Ecology and predation of free ranging farm cats

 Kitts-Morgan SE, Caires KC, Bohannon LA, Parsons EI, Hilburn KA (2015) Free-Ranging Farm Cats: Home Range Size and Predation on a Livestock Unit In Northwest Georgia. PLoS ONE 10(4): e0120513. doi:10.1371/journal.pone.0120513

This study’s objective was to determine seasonal and diurnal vs. nocturnal home range size, as well as predation for free-ranging farm cats at a livestock unit in Northwest Georgia. Seven adult cats were tracked with attached GPS units for up to two weeks for one spring and two summer seasons from May 2010 through August 2011. Three and five cats were tracked for up to two weeks during the fall and winter seasons, respectively. Feline scat was collected during this entire period. Cats were fed a commercial cat food daily. There was no seasonal effect (P > 0.05) on overall (95% KDE and 90% KDE) or core home range size (50% KDE). Male cats tended (P = 0.08) to have larger diurnal and nocturnal core home ranges (1.09 ha) compared to female cats (0.64 ha).
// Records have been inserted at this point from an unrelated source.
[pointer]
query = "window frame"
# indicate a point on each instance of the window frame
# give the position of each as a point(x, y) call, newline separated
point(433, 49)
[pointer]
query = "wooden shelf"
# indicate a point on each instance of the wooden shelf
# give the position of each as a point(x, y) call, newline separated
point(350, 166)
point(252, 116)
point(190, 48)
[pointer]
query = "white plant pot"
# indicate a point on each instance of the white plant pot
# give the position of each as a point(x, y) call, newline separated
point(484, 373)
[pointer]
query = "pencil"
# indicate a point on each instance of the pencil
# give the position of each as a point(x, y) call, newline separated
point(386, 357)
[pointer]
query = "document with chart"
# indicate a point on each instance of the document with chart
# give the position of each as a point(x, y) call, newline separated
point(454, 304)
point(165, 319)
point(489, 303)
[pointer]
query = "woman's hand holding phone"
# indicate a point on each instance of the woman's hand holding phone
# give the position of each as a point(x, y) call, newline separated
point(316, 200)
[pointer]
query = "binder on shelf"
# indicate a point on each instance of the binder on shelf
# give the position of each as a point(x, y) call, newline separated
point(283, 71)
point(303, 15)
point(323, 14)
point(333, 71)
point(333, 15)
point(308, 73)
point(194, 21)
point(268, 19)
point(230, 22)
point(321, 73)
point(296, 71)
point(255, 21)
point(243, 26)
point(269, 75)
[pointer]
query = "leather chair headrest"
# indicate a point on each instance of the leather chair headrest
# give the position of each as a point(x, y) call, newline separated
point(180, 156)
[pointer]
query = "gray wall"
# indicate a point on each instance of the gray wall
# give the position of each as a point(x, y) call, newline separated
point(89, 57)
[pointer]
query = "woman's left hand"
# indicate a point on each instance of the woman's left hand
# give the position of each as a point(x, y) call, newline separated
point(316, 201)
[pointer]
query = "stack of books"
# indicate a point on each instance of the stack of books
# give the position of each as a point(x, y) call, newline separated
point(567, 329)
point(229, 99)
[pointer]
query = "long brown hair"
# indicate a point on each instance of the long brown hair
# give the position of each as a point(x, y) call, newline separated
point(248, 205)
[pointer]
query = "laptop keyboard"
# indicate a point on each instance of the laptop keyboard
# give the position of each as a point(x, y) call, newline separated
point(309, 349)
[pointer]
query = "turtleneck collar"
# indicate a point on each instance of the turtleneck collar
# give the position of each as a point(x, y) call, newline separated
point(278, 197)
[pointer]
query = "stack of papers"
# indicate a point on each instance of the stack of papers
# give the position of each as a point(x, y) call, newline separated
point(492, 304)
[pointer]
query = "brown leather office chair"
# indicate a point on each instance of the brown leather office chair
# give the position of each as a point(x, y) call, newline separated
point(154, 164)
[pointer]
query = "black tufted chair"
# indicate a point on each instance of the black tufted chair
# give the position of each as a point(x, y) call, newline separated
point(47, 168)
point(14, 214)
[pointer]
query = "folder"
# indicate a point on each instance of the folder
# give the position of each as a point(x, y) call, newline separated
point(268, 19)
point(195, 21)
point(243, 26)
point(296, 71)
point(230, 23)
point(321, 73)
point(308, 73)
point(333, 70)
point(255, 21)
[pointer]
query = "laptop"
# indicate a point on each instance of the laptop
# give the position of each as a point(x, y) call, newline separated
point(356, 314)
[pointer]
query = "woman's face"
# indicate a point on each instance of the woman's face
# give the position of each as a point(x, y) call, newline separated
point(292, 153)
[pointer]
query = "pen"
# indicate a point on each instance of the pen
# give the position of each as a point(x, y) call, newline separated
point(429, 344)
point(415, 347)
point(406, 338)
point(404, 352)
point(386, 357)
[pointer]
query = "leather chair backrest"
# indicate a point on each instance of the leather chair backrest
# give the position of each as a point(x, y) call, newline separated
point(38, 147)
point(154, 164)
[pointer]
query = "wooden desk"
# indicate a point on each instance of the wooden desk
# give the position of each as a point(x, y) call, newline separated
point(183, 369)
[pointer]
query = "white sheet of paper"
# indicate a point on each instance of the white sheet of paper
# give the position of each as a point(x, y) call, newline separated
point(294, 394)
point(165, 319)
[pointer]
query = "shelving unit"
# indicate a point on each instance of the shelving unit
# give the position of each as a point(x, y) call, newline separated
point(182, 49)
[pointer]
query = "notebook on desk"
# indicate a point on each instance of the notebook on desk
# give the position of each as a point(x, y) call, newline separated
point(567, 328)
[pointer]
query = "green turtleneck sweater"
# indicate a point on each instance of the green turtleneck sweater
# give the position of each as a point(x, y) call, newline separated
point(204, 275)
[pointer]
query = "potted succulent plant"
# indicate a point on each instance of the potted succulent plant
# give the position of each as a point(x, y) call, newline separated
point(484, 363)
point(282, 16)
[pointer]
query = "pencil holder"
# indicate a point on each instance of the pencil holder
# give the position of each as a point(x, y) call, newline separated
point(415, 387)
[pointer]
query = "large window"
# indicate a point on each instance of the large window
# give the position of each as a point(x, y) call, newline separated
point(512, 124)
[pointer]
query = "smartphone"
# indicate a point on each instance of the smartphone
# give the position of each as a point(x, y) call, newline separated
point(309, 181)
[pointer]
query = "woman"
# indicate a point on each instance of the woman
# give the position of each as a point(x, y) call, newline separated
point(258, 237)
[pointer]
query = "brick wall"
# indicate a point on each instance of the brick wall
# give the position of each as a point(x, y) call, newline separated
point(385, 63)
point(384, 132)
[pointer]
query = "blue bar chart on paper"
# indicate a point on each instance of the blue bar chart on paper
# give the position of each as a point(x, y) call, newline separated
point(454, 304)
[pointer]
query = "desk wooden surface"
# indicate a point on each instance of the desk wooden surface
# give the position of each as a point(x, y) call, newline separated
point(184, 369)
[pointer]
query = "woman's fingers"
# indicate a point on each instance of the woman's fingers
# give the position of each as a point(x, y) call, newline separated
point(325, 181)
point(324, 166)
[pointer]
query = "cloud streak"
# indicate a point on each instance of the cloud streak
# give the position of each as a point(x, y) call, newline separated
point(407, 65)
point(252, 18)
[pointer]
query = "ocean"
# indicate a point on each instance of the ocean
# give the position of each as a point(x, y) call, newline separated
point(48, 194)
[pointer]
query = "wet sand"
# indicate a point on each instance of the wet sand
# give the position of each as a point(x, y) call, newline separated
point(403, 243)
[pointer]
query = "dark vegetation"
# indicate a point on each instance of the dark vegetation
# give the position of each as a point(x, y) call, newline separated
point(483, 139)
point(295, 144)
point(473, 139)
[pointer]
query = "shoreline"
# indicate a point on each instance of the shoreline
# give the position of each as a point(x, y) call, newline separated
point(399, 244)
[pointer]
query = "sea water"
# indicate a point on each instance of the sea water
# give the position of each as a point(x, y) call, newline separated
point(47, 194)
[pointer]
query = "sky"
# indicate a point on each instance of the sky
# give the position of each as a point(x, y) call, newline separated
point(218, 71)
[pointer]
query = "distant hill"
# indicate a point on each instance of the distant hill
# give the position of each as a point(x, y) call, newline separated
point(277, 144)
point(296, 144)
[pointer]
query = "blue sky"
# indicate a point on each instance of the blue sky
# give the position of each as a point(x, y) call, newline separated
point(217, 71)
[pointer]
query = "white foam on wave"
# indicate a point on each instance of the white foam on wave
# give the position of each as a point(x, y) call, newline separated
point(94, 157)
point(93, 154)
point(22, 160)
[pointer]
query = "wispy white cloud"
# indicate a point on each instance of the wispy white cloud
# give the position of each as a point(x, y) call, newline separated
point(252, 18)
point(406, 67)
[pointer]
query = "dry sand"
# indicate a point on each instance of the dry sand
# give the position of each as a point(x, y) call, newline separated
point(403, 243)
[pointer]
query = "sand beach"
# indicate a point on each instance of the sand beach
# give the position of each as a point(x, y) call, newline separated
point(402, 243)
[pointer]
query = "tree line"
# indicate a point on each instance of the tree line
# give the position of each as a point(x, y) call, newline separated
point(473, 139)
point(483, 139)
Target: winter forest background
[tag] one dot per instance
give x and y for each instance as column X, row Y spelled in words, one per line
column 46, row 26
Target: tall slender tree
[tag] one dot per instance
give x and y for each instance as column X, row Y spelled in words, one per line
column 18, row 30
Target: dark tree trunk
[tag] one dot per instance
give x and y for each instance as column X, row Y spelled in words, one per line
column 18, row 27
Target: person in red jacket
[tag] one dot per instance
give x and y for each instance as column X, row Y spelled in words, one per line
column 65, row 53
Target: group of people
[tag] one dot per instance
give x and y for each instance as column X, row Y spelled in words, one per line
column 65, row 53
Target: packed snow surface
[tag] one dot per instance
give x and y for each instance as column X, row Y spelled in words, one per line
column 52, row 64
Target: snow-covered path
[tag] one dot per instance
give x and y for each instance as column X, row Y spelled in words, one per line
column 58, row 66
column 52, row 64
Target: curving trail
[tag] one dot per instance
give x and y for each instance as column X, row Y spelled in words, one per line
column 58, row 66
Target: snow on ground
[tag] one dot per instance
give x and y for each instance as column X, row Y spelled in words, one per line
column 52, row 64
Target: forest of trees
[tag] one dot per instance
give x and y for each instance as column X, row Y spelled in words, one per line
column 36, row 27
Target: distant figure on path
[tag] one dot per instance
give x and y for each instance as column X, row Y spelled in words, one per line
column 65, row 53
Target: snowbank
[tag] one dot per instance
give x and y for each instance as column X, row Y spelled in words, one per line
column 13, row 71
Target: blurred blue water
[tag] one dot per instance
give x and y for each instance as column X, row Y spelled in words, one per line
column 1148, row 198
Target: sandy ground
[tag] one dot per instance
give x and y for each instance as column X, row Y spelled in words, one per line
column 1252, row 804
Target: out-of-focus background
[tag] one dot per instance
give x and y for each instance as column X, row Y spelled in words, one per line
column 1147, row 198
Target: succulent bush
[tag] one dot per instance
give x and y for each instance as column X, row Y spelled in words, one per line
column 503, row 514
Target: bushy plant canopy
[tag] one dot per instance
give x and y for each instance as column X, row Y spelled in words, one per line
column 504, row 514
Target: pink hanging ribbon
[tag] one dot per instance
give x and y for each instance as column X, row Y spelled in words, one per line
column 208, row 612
Reproductively intact cats (n = 2) had larger (P < 0.0001) diurnal and nocturnal home ranges as compared to altered cats. Feline scat processing separated scat into prey parts, and of the 210 feline scats collected during the study, 75.24% contained hair. Of these 158 scat samples, 86 contained non-cat hair and 72 contained only cat hair. Other prey components included fragments of bone in 21.43% of scat and teeth in 12.86% of scat. Teeth were used to identify mammalian prey hunted by these cats, of which the Hispid cotton rat (Sigmodon hispidus) was the primary rodent. Other targeted mammals were Peromyscus sp., Sylvilagus sp. and Microtus sp. Invertebrates and birds were less important as prey, but all mammalian prey identified in this study consisted of native animals. While the free-ranging farm cats in this study did not adjust their home range seasonally, sex and reproductive status did increase diurnal and nocturnal home range size. Ultimately, larger home ranges of free-ranging cats could negatively impact native wildlife.